Architect: Joseph, Smitherm, and Joseph
No Interior Access
This was the single largest piece of urban renewal in Edwardian Dublin, and was commissioned by the Earl of Iveagh to clean up the slums that surrounded St Patrick's Cathedral of which he was funding the restoration. London architects Joseph, Smitherm, and Joseph designed the entire scheme. The centrepiece of the Trust scheme was the Iveagh Baths on Bride Street. A fine example of early Art Nouveau, the baths are brick set on a granite plinth, decorated with terracotta panels. Until its conversion in the 1990s, this contained a fully intact interior entered through a doorway surmounted by a copper clad dome. The interior has now been much altered but the exterior survives to be enjoyed.

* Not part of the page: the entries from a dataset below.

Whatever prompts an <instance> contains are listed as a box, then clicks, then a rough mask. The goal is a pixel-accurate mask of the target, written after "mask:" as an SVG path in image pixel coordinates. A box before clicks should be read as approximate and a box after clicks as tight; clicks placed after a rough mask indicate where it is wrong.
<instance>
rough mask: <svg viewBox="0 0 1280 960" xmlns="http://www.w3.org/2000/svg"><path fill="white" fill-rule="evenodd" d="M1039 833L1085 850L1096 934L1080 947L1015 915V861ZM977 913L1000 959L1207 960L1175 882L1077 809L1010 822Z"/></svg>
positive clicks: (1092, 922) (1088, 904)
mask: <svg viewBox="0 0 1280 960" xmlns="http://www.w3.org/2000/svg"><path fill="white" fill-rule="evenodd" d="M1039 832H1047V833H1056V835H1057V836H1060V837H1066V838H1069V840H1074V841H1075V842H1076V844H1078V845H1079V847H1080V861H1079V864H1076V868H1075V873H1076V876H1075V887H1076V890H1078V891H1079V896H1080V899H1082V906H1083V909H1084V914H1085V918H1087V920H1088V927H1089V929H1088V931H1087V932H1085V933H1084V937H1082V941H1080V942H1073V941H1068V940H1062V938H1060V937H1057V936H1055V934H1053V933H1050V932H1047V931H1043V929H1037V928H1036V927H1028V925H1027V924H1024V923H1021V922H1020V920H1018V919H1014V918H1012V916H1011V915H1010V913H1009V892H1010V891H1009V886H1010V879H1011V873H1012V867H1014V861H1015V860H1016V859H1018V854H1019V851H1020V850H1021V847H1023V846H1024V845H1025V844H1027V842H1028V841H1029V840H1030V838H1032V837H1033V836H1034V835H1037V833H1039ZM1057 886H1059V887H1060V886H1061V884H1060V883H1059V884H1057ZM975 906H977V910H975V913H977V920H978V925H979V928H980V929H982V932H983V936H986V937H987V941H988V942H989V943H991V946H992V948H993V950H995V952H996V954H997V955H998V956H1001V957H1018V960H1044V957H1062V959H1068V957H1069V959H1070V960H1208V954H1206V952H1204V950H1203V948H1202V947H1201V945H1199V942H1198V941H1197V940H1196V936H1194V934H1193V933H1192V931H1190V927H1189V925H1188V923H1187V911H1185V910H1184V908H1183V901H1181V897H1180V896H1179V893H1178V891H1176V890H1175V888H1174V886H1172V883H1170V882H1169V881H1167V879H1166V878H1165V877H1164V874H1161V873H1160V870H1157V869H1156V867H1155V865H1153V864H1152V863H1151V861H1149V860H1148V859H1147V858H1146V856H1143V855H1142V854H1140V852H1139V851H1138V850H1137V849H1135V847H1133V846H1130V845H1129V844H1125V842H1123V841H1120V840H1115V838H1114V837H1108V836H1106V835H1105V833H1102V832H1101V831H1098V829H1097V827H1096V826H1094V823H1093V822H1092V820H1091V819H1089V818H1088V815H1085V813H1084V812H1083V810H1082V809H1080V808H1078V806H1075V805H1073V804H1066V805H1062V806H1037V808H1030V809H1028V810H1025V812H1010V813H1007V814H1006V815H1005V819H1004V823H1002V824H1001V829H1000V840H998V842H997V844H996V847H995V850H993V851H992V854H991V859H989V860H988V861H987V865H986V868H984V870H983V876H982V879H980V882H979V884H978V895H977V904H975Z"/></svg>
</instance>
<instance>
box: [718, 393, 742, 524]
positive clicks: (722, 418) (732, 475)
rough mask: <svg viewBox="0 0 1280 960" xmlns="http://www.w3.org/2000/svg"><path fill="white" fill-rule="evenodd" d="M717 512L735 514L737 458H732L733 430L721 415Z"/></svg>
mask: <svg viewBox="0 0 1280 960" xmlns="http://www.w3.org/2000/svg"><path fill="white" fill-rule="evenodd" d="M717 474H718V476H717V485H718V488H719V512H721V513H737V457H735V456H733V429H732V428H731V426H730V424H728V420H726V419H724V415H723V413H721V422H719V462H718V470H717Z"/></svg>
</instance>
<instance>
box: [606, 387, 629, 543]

Designed by the City Architect C.J. McCarthy and completed in 1904, the Bull Alley Corporation housing scheme was designed to complement the adjacent Iveagh Trust Scheme. These housing blocks are of five stories surmounted by copper domes over stairwells and ornate art nouveau details in the gable ends. The ground floor of the buildings was devoted to small shop units, most of which are still in use today.
The most dominant building on Bull Alley is the Vocational Education College (VEC) designed in a Flemish Renaissance style by L.A. McDonnell. Easily the best site in the Iveagh Trust scheme, its faces across the park to the Cathedral, the park itself was created by Lord Iveagh by removing existing slums which where built up to the side of the Cathedral. The building has fine stone carving and decoration and was recently restored and cleaned. Although Bull Alley is the name of one street, it has also come to mean the complete area of housing on Ross Road, Bride Street, and Bull Alley itself.